Speech to Text

Use Cases

Tencent Real-Time Communication (TRTC) supports the speech-to-text feature, which converts the audio streams of specified users or all users in a room into corresponding Chinese text for effects such as real-time captions.

Prerequisites

Log in to the TRTC console, activate the TRTC service, and create an RTC-Engine application.
Go to the purchase page to buy an RTC-Engine package of any version to unlock the speech-to-text feature.
Note:
The speech-to-text feature incurs fees based on usage. See Fee Details for more information.

Feature Overview

After a task is initiated, TRTC AI Service uses an Automatic Speech Recognition (ASR) bot to enter a TRTC room to pull the streams of specified users or all users for speech-to-text recognition, and then relay the recognition results to the client and server in real time.


Integration Guide

Step 1: Receiving Speech-to-Text Results

Method 1: Receiving Text Messages via Client SDK

Use the custom message receiving feature of the TRTC SDK to listen to callbacks on the client and receive real-time speech-to-text result data.
The client callback message format is as follows, taking the web end as an example:
trtc.on(TRTC.EVENT.CUSTOM_MESSAGE, event => { // Receive custom messages. // event.userId: The userId of the ASR robot. // event.cmdId: The message ID, which is fixed at 1 for transcriptions and captions. // event.seq: The sequence number of a message. // event.data: ArrayBuffer type. For content of transcriptions or captions, see the explanation of the data field below. const data = new TextDecoder().decode(event.data) // Explanation of the data field is as follows. console.log(`received custom msg from ${event.userId}, message: ${ data }`) })
Data field explanation

Real-Time Captions

Field Name
Type
Meaning
type
Integer
10000: When there are real-time captions and a complete sentence, the message type will be delivered.
sender
String
Speaker's userid.
receiver
Array
Recipient's userid list. This message is actually broadcast within a room.
payload.text
String
Recognized text, Unicode encoded.
payload.start_time
String
Message start time. It is the absolute time after a task starts.
payload.end_time
String
Message end time. It is the absolute time after a task starts.
payload.end
Boolean
If true, it indicates that this is a complete sentence.
{
"type": 10000,
"sender": "user_a",
"payload": {
"text":"",
"start_time":"00:00:02",
"end_time":"00:00:05",
"end": true
}
}
Note:
Callback example explanation:
Transcription: A complete sentence will be transcribed and pushed.
"How's the weather today?"
Captions: A sentence will be segmented for pushing, with each subsequent segment containing the previous one to ensure real-time performance.
"Today"
"Today's weather"
"How's the weather today?"
Sequence explanation: Caption message > Caption message > .... > Caption message (end = true)

Method 2: Receiving via Server-side Callbacks

The speech-to-text service also provides server-side event callbacks, facilitating your service to receive real-time conversation messages.
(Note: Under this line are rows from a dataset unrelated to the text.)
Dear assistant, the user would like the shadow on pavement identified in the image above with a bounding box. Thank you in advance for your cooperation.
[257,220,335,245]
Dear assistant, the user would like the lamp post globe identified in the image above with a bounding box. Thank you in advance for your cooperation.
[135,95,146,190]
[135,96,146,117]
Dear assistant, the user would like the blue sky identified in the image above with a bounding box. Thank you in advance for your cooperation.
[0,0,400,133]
See Detailed Callback Events.

Step 2: Initiating a Speech-to-Text Task

TRTC provides the following Tencent Cloud APIs for initiating and managing speech-to-text tasks:
Start a speech-to-text task: StartAITranscription
Query a speech-to-text task: DescribeAITranscription
Stop a speech-to-text task: StopAITranscription
Note:
The speech-to-text feature has a concurrency limit of 100 tasks per SDKAppId. Submit a ticket if you need to increase this limit.